Electronic Thesis and Dissertation Repository

Degree

Doctor of Philosophy

Program

Biology

Supervisor

Dr. Sashko Damjanovski

Abstract

During development the extracellular matrix is cleaved and remodeled to facilitate the large-scale cell rearrangements that are necessary for processes like gastrulation, neurulation, angiogenesis and organogenesis. ECM remodeling occurs primarily through secreted enzymes called matrix metalloproteinases (MMPs). Regulation of MMP activity is achieved through the tissue inhibitor of metalloproteinases (TIMPs), a small family of secreted proteins that bind MMPs in a 1:1 manner to inhibit their activity. Although TIMPs were originally characterized based on their MMP-inhibitory activities, in vitro studies have revealed that TIMPs are multifunctional proteins, with structurally and functionally distinct N- and C-terminal domains. TIMP N-terminal domains bind to and inhibit MMPs, whereas their C-terminal domains have cell signaling activity in apoptosis, cell migration and cell proliferation pathways.
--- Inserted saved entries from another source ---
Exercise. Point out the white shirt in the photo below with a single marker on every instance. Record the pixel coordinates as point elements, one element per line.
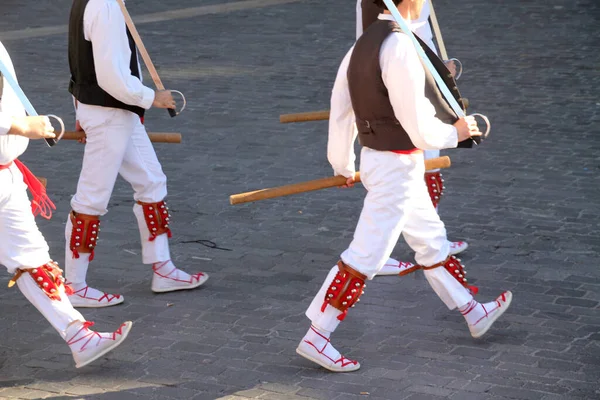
<point>403,75</point>
<point>11,146</point>
<point>419,26</point>
<point>104,25</point>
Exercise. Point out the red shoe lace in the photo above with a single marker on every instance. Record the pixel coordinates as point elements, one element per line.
<point>195,277</point>
<point>342,360</point>
<point>107,296</point>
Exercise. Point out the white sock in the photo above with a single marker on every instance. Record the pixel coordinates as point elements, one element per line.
<point>475,312</point>
<point>319,339</point>
<point>168,270</point>
<point>60,313</point>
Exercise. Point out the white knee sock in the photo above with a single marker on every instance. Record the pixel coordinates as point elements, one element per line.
<point>75,268</point>
<point>60,313</point>
<point>449,290</point>
<point>155,251</point>
<point>326,320</point>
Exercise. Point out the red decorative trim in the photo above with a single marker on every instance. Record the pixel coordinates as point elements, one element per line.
<point>435,186</point>
<point>48,277</point>
<point>84,234</point>
<point>345,290</point>
<point>157,218</point>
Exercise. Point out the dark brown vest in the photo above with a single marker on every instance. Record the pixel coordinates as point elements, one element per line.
<point>377,125</point>
<point>84,84</point>
<point>370,12</point>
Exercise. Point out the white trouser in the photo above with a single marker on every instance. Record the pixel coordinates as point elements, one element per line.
<point>22,246</point>
<point>117,144</point>
<point>397,202</point>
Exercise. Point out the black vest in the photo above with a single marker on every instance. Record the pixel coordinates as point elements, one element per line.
<point>84,84</point>
<point>377,125</point>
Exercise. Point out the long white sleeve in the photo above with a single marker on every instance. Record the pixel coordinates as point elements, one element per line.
<point>421,27</point>
<point>342,125</point>
<point>11,146</point>
<point>358,19</point>
<point>104,25</point>
<point>403,75</point>
<point>5,123</point>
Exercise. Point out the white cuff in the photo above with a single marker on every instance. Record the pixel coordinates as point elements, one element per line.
<point>147,98</point>
<point>5,123</point>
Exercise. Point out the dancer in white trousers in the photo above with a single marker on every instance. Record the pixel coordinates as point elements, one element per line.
<point>110,100</point>
<point>380,89</point>
<point>366,13</point>
<point>23,249</point>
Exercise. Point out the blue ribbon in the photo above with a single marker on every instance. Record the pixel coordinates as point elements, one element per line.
<point>438,79</point>
<point>17,89</point>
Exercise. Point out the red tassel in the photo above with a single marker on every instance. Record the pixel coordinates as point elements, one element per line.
<point>41,203</point>
<point>474,290</point>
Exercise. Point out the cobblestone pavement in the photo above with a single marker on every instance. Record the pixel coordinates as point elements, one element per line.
<point>527,202</point>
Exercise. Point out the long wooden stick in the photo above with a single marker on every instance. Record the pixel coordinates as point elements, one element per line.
<point>321,115</point>
<point>304,117</point>
<point>323,183</point>
<point>143,52</point>
<point>438,33</point>
<point>155,137</point>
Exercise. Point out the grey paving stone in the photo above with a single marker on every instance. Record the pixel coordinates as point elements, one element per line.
<point>526,201</point>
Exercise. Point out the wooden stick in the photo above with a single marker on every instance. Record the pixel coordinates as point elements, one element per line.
<point>304,117</point>
<point>320,115</point>
<point>155,137</point>
<point>438,33</point>
<point>143,52</point>
<point>323,183</point>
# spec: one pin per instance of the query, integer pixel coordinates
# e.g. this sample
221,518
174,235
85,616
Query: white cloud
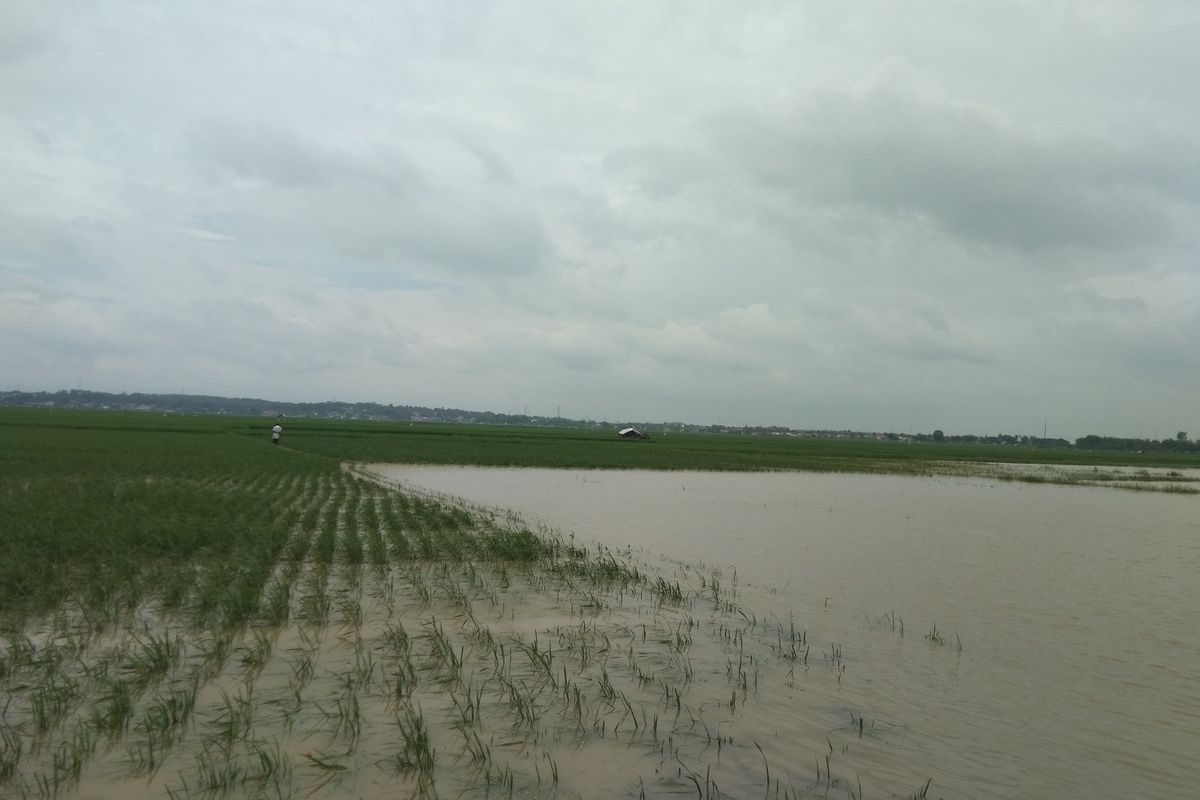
967,217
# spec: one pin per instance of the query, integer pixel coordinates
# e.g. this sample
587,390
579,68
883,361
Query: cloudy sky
882,216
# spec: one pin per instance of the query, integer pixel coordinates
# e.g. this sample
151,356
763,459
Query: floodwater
1066,660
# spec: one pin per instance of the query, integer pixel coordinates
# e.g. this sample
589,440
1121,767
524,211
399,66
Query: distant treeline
1180,444
84,400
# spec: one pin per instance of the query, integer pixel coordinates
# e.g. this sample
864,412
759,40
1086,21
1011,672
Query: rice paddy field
190,612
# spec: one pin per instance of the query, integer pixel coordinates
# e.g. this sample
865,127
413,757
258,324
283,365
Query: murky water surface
1066,660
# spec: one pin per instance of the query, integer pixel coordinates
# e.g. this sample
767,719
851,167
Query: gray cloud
821,215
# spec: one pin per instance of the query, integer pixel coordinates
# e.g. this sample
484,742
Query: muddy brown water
1066,660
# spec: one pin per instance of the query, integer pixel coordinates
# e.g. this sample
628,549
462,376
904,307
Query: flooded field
1001,638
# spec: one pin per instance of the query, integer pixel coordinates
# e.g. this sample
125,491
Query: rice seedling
417,753
11,750
113,710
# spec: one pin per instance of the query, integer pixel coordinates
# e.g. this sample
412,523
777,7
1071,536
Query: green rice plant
52,701
270,771
11,750
217,773
255,655
315,602
279,602
233,721
352,542
377,551
151,659
417,753
394,528
66,763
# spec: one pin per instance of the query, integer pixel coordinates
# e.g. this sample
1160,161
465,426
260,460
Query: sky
979,217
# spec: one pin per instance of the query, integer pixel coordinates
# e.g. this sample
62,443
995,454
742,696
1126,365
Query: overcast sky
883,216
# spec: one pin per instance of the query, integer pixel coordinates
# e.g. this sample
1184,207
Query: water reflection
1079,671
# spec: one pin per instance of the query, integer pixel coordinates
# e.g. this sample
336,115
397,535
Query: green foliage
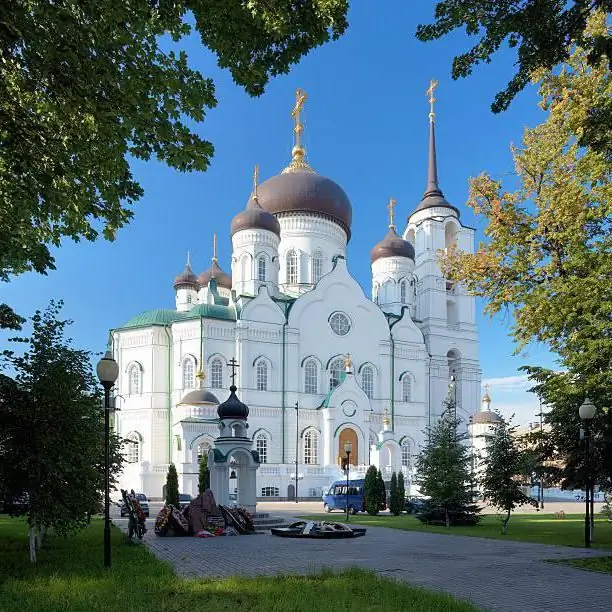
172,486
542,31
371,492
382,491
396,503
204,475
504,466
86,86
52,428
443,468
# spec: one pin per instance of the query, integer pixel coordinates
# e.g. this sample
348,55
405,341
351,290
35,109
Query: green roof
165,316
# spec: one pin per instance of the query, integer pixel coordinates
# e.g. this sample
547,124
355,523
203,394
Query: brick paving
495,575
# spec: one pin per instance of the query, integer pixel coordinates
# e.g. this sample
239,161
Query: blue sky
366,127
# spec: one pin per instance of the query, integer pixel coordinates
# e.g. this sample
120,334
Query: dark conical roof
433,196
232,407
223,279
186,278
255,217
392,246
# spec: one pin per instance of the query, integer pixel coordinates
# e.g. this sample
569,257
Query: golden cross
391,207
255,181
300,99
430,91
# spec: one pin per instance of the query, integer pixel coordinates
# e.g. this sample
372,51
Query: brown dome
307,192
186,278
392,246
255,217
223,279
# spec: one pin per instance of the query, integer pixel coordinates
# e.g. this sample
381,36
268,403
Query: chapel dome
392,245
199,396
232,407
223,279
255,217
302,190
186,278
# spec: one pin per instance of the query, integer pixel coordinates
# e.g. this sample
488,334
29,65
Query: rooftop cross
430,93
391,207
233,364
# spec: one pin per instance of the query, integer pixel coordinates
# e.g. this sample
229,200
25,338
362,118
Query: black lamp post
108,371
587,412
348,448
297,446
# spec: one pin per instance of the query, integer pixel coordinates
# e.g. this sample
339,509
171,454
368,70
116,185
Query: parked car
184,500
142,500
414,505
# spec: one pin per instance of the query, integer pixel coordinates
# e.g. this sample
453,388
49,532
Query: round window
340,324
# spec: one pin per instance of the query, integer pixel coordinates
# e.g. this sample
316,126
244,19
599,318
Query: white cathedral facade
320,363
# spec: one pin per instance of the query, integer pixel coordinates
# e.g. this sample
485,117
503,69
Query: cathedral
318,363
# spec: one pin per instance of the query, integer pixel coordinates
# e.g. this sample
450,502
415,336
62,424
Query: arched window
405,453
311,383
311,447
134,380
188,373
261,446
317,267
367,381
335,372
261,268
203,449
216,374
292,268
406,388
262,375
132,448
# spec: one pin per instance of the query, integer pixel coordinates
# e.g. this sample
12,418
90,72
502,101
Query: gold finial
255,181
391,207
298,164
430,93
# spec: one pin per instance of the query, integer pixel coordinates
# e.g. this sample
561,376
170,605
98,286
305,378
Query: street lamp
108,371
348,448
587,412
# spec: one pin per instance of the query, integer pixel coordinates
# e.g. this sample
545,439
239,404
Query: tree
542,31
443,468
503,467
52,430
401,491
172,487
86,86
549,241
382,491
396,503
371,492
204,476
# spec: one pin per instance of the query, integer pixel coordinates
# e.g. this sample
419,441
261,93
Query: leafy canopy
86,86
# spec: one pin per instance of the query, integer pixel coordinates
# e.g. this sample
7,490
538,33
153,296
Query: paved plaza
504,576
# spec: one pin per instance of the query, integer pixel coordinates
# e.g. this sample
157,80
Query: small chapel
318,362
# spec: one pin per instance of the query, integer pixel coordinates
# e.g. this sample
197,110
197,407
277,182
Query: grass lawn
70,576
541,528
598,564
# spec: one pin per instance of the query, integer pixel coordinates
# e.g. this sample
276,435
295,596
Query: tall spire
298,163
432,171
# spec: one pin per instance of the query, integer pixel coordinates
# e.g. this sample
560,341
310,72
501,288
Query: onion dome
392,245
232,407
186,278
255,217
198,397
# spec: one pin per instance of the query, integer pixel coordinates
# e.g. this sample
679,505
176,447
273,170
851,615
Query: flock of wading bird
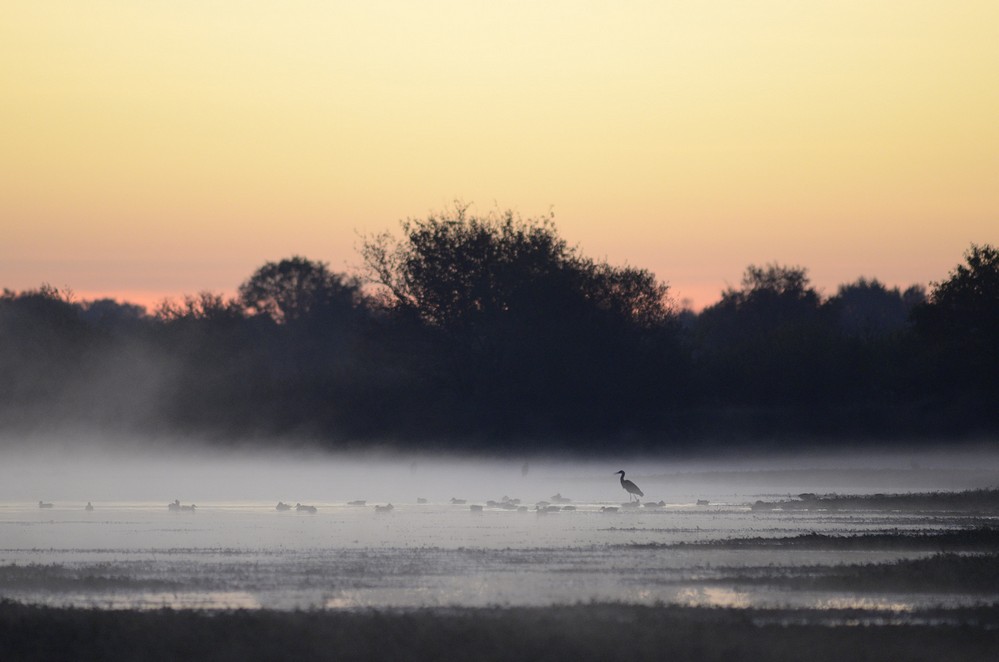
556,504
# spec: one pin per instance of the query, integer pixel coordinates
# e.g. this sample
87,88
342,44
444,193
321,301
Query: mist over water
236,550
166,470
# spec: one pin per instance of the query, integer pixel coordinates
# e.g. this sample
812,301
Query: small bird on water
630,487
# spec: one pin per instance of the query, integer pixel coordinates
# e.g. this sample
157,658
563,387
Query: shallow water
240,552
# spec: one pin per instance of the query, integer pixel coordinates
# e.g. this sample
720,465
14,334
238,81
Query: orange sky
165,147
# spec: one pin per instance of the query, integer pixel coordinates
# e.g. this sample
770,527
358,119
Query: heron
630,487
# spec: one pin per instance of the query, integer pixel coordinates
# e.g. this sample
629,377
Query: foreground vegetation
493,330
983,501
593,632
977,539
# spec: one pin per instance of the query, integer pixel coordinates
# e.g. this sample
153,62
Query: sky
159,148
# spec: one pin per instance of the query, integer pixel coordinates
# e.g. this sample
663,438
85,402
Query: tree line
492,331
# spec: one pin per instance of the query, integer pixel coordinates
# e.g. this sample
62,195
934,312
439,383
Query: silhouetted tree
768,343
296,288
959,330
530,333
867,309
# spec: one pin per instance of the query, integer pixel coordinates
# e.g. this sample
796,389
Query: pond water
133,552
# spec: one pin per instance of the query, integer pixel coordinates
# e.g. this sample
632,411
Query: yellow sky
164,147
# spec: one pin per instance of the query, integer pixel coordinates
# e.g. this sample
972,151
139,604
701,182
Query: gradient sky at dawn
157,148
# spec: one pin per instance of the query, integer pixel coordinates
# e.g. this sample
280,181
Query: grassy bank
587,632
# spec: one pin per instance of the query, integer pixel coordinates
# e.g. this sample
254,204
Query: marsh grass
976,574
579,633
984,501
977,539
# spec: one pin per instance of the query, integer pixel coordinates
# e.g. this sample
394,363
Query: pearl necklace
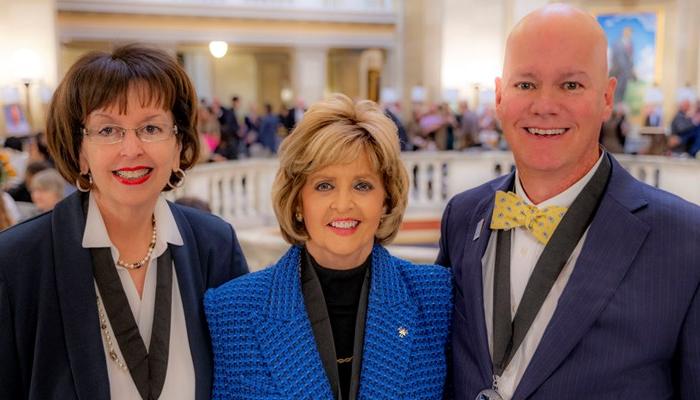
142,262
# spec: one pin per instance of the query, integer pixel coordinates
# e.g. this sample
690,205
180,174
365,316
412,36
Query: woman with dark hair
101,297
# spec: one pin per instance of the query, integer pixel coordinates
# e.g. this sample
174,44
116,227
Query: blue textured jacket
264,346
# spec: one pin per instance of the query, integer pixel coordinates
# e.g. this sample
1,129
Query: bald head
560,23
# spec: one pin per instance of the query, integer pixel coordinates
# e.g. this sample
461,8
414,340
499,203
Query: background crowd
233,131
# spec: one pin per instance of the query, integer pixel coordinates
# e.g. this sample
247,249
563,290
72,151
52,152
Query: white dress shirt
524,253
179,378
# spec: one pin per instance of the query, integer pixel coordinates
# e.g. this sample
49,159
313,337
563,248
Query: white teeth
344,224
133,174
546,132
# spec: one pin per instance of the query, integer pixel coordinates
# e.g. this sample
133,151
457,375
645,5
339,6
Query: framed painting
635,51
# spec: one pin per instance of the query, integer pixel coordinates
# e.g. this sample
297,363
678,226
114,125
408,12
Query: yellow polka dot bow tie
511,211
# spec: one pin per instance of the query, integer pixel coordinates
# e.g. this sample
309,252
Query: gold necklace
142,262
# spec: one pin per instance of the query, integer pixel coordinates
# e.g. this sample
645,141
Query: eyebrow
145,119
561,76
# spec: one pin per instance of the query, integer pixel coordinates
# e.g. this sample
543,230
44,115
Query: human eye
572,85
109,131
364,186
152,130
525,85
323,187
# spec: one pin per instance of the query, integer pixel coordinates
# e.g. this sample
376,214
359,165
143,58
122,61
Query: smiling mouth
547,132
344,224
132,174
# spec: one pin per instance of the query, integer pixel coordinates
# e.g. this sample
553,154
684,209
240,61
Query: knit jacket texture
264,346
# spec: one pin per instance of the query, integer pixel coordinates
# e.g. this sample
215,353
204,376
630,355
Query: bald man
573,279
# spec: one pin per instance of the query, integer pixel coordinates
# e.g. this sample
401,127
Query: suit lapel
472,272
389,327
77,301
285,335
192,287
601,266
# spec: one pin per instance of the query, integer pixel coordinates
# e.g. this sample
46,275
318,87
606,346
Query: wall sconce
218,48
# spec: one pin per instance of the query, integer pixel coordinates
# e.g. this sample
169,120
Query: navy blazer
50,340
627,325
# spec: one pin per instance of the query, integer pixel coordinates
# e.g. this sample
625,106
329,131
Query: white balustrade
365,11
239,192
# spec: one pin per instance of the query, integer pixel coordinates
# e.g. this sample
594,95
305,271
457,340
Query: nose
545,103
131,145
343,201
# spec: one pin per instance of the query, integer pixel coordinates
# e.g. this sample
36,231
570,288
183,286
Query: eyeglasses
111,134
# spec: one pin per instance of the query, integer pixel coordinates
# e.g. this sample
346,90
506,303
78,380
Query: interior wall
273,77
236,74
30,25
343,72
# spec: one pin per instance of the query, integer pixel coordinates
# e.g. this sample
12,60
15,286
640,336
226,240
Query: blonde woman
337,317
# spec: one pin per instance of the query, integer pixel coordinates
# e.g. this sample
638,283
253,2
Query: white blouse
525,251
180,377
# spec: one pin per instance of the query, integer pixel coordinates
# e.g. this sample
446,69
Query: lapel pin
403,332
477,232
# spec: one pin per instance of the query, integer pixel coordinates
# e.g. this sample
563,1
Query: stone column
28,27
198,64
309,73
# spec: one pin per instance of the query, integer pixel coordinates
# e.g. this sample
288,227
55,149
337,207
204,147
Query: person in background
101,298
9,214
573,279
337,317
47,188
21,191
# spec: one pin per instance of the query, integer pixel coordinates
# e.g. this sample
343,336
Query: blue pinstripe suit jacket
264,346
627,325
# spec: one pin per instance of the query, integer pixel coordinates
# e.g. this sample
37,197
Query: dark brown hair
100,80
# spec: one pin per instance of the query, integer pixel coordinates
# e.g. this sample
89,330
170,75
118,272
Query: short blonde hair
336,131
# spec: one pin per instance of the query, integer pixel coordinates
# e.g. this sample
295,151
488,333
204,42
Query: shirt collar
96,235
565,198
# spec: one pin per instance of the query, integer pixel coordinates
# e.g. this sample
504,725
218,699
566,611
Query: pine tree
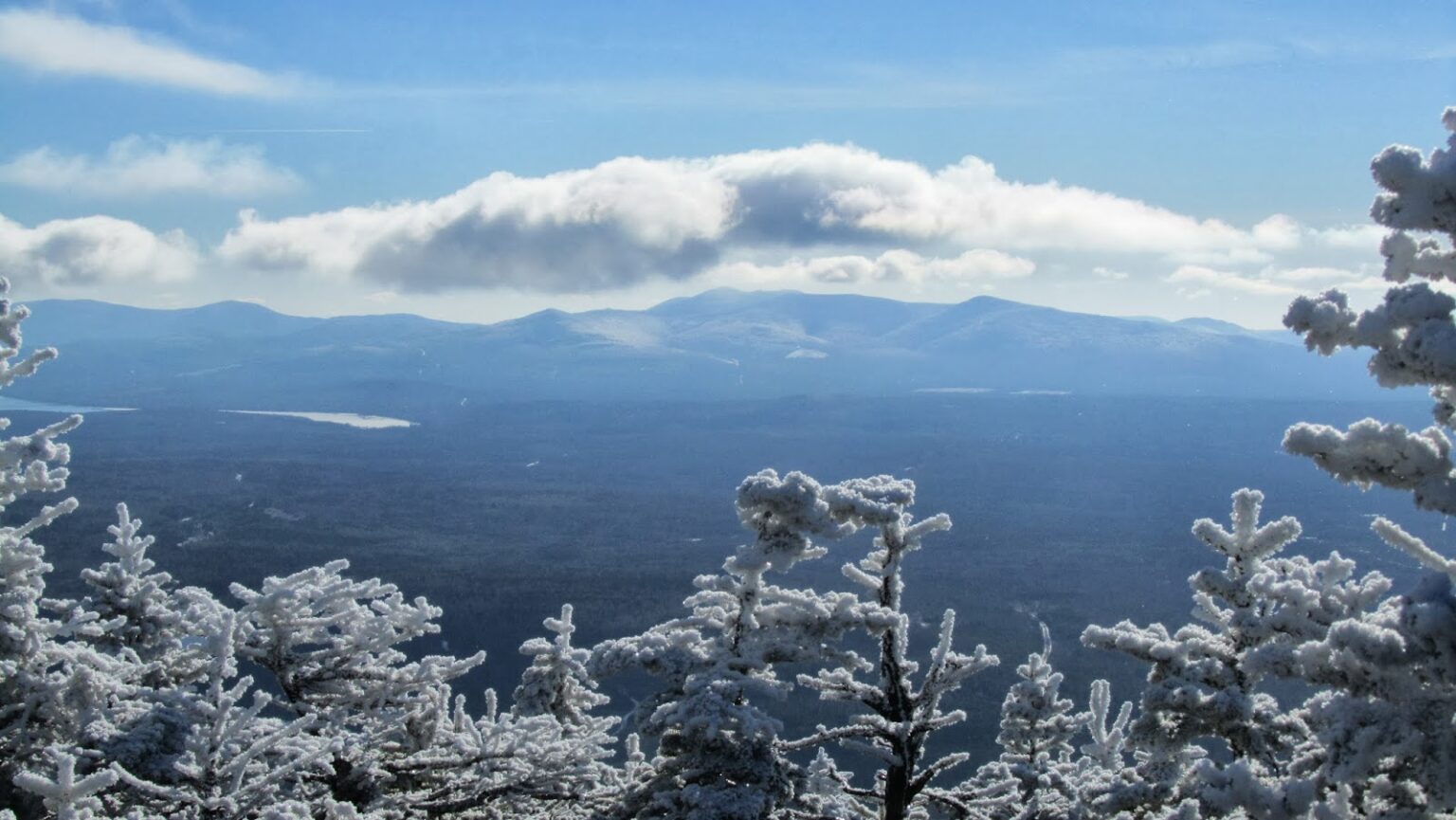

Using Xenopus laevis as a model organism, this study examined the unique roles of the TIMP N- and C-terminal domains during development to investigate the balance between TIMP MMP-inhibitory activity and signaling activity in vivo. Microinjection was used to overexpress the three X. laevis TIMPs or their individual domains in early stage embryos. This research demonstrated that the balance between MMPs and inhibitors in the ECM is very important, and that the ECM functions as an intricate network. Here I showed that the TIMP-1 and -2 C-terminal domains downregulated MMP expression/activity within this network independent of MMP-inhibition. Additionally the TIMP-1 and -2 C-domains altered signaling markers including caspase-3 and RECK, which was not observed with N-domain constructs, and resulted in severe developmental defects. In contrast, the TIMP-3 C-terminal domain performed no independent role in development. This research is the first comprehensive comparison of TIMP domain function in vivo, and demonstrates for the first time a role for TIMP signaling during development.